Shaw watched the two of them leave the room and turned back to Dante, lowering his voice. “God, your sister looks like she's aged twenty years in a year. Do something nice for her, why don't you? When you finally pay us off the rest, you go out and get a fucking job like a real man. And with that money you take in, bring her to Filene's and get her a dress and a hat, make the dog feel pretty.”

“Go fuck yourself.”

“Just saying, if she had some Irish in her, maybe she'd have a chance still. But it looks like she got the worst of your no-good Polish father and that Italian heifer of a mother.”

Dante watched Shaw's eyes momentarily drift, and he shot off the ground, threw a haphazard left that connected on the side of Shaw's head, and sent the short man stumbling sideways into the end table. He charged at him and put all his weight behind a fist that landed hard against his chest. Dante watched him stagger and fall, and he relished the brief moment of victory. He waited for Shaw to get to his feet so he could give it to him again, but from behind him came the sound of heavy footsteps, and as he turned, large hands locked on his shoulders and flung him to the floor.

Dante rolled onto his stomach, wrapped his arms about his head, and closed his eyes, wincing under the heavy boots kicking at his chest, stomach, hips, spine, buttocks, and balls. Ski and Shaw kicked at him until their breaths were ragged, and if not for Claudia's screams, they would have kept going until there was nothing left of him.

Sounds came to him disembodied and fragmented. Light flickered weakly on the undersides of his eyelids.

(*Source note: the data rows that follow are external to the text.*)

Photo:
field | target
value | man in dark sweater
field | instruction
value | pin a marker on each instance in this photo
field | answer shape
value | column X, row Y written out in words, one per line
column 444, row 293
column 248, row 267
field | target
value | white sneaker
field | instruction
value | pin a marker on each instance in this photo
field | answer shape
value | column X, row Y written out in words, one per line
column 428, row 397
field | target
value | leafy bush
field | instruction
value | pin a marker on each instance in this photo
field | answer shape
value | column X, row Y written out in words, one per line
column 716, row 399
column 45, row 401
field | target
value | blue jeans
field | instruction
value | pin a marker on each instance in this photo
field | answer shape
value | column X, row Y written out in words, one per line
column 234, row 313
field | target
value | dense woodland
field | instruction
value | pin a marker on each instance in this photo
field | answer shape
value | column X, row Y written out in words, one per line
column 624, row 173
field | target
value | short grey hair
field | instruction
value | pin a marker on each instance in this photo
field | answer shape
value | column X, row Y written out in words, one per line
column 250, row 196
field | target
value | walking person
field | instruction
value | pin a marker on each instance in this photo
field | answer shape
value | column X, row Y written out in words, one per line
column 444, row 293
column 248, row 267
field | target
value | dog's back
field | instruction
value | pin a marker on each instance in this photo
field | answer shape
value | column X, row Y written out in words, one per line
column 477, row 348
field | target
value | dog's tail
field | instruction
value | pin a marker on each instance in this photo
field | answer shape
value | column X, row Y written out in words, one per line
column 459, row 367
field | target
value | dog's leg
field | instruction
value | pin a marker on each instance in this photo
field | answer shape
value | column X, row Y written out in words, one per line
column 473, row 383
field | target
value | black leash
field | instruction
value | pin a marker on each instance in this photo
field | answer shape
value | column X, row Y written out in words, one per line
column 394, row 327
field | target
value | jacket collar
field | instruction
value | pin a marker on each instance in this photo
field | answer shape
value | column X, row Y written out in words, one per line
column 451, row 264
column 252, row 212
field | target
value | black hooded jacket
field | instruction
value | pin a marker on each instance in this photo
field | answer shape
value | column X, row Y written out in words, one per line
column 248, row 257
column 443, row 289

They'd been talking and then they were gone, their footsteps fading, reverberating in the stairwell along with the Pole's raucous laughter, and then he heard Claudia talking to herself in the kitchen between fits of sobbing.

He heard the sound of a glass shattering, but instead of rising to his feet and going to comfort her, he lay on the floor, listening to the clock ticking slowly upon the mantel, and heaving deeply, waiting for his lungs to work properly again. He curled into himself, went to cradle his tender balls, but the mere touch made bile rise in his throat.

“Dante, what the fuck have you done to yourself?” Blackie was still in the room with him, sitting in the chair by the old desk, watching him with those cold yet startlingly clear blue eyes. “All of us from Fields Corner, we thought you'd be the next Gershwin. Your name up in the big lights, you wearing a fancy suit and playing for a bunch of rich fucks. But you had to piss it all away.”

Blackie shifted in the chair, the wooden legs squeaking against the seat. “I got no idea why you dealt with those kike and spic backers. They shouldn't have taken a hammer to your hand over such a small debt. You could have come to me. I would have made that debt go away.”

Dante looked at him rising from the chair and then walking toward him. He closed his eyes, expecting a fist across the face. “Get the fuck outta my house, Foley,” he managed.

“That's no way to talk to me, Dante.”

Blackie was leaning over him now, his licorice breath on his neck, and in a near-whisper: “This was the worst those fucking idiots could do to you. And they think that's something. You don't know what I can do to you.”

Dante heard the floorboards creak, as though Blackie was walking to the front door, but suddenly they stopped, and Blackie's voice came to him one final time. “And tell my old buddy Cal that I saw his fine wife walking along Dot Ave a few weeks back. He should be careful, watch out for a looker like that—anything could happen. No problem, though. I followed her to make sure she got home okay.”